カナダ、使用済燃料の深地層処分場候補地でボーリング調査開始
カナダで使用済燃料の処分事業を進めている核燃料廃棄物管理機関(NWMO)は11月6日、地下500mの深地層に建設する最終処分場のサイト選定プロセスにおいて、最初の初期ボーリング調査を候補地の1つであるオンタリオ州のイグナス地域で開始したと発表した。同処分場の受け入れに関心を表明したオンタリオ州とサスカチュワン州の22地点のうち、9地点が予備評価後に地質調査や制限付きボーリング調査を含む段階に進んだが、このうち2地点についてNWMOは今年6月、「これ以上の地質調査は行わない」と述べ、候補地の中から除外。イグナス地域を含む残りの7地点で試掘坑を掘削し、採取した試料の分析を行っていく計画で、使用済燃料を長期間、安全に処分することが可能な岩盤層を持つ処分場建設候補地を、2023年までに1地点に絞り込む方針だ。

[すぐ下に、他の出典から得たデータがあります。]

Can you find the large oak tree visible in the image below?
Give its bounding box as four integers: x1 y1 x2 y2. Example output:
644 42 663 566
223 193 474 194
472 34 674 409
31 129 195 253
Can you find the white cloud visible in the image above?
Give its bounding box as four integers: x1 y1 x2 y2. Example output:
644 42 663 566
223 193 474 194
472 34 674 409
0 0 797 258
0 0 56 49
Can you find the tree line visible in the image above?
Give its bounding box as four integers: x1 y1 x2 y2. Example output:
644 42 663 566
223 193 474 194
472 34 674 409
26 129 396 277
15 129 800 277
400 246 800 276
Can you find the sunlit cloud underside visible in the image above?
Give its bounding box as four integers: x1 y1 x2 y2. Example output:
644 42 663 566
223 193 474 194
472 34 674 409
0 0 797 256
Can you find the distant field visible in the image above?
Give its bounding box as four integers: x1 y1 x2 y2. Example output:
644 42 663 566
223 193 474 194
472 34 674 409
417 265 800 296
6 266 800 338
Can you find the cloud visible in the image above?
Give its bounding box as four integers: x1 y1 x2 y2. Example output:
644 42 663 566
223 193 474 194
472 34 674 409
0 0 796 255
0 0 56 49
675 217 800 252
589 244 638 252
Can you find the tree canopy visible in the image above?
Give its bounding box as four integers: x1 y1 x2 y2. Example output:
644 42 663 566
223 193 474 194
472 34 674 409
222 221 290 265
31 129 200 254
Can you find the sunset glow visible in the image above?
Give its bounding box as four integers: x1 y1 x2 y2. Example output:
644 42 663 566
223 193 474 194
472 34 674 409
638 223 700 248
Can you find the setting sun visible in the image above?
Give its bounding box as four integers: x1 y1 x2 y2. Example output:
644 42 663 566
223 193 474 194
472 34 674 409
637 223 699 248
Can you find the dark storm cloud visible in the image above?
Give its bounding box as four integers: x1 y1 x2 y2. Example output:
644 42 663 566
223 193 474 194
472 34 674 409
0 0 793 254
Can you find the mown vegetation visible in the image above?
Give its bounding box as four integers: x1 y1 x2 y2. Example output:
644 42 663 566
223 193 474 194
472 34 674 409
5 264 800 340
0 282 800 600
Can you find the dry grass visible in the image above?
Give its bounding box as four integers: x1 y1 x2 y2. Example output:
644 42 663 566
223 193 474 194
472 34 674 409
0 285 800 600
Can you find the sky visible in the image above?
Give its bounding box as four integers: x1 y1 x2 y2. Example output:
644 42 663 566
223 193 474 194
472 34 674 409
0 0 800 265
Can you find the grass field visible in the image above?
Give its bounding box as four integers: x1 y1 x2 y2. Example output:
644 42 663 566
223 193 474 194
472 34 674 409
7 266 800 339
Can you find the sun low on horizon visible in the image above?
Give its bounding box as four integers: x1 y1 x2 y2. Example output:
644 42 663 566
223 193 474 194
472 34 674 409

カナダでは、稼働中の加圧重水炉19基から排出される使用済燃料を再処理せず、発電所サイト内で30年間、集中管理を行うことになった場合はその施設でさらに30年間保管した後、約60年後から深地層に最終処分する方針。この処分概念は1990年代頃まで国民の支持が得られておらず、NWMOは適応性のある代替処分案について、全国の18,000人を対象に3年をかけて広範な調査を行った結果、2005年に「適応性のある段階的管理(APM)」計画を連邦政府に提案した。
APMでは、技術的方策として使用済燃料を深地層に集中的に閉じ込め・隔離することや、モニタリングを継続的に行うこと、回収可能性を残すことなどを盛り込む一方、管理システムとしては、「実施速度や方法に柔軟性を持たせる」、「段階的で適応性のある意思決定を行う」、「オープンで公正な立地選定プロセスを経る」、などを明記。連邦政府は2007年にAPMを選択するに至っている。
その後NWMOは、原子力施設が立地する地方自治体のフォーラムや、連邦政府と州政府の部門横断的なフォーラム等を形成。一般市民とはオープンハウスやウェブサイトを通じて対話を行ったほか、先住民族の様々なフォーラム、複数の政党とも対話の機会を持つなど、多くの人々と緊密に連携しながら2008年に9段階で構成される「サイト選定プロセス案」を共同設計した。同プロセスは2010年に開始され、現在は第3段階の「潜在的な適合性の予備評価」における第1フェーズ(机上調査)が完了。ボーリング調査の実施を含む第2フェーズ(フィールド調査)に入っている。
イグナス地域で始まったボーリング調査では、約1kmの深さまで掘削するため、少なくとも3か月かかる見通し。試掘坑の掘削と試料の試験が完了した後は、地球科学や環境学、工学、および処分場の安全性に関する専門家が、約1年かけてデータの分析を行う。その他の6地点(オンタリオ州のヒューロン=キンロス、サウスブルース、ホーンペイン、マニトウェッジ、エリオットレイク、ブラインドリバー)でも、NWMOはすでに様々な調査を進めており、地元の住民や先住民と協力しながら2018年以降、初期ボーリング調査を実施するとしている。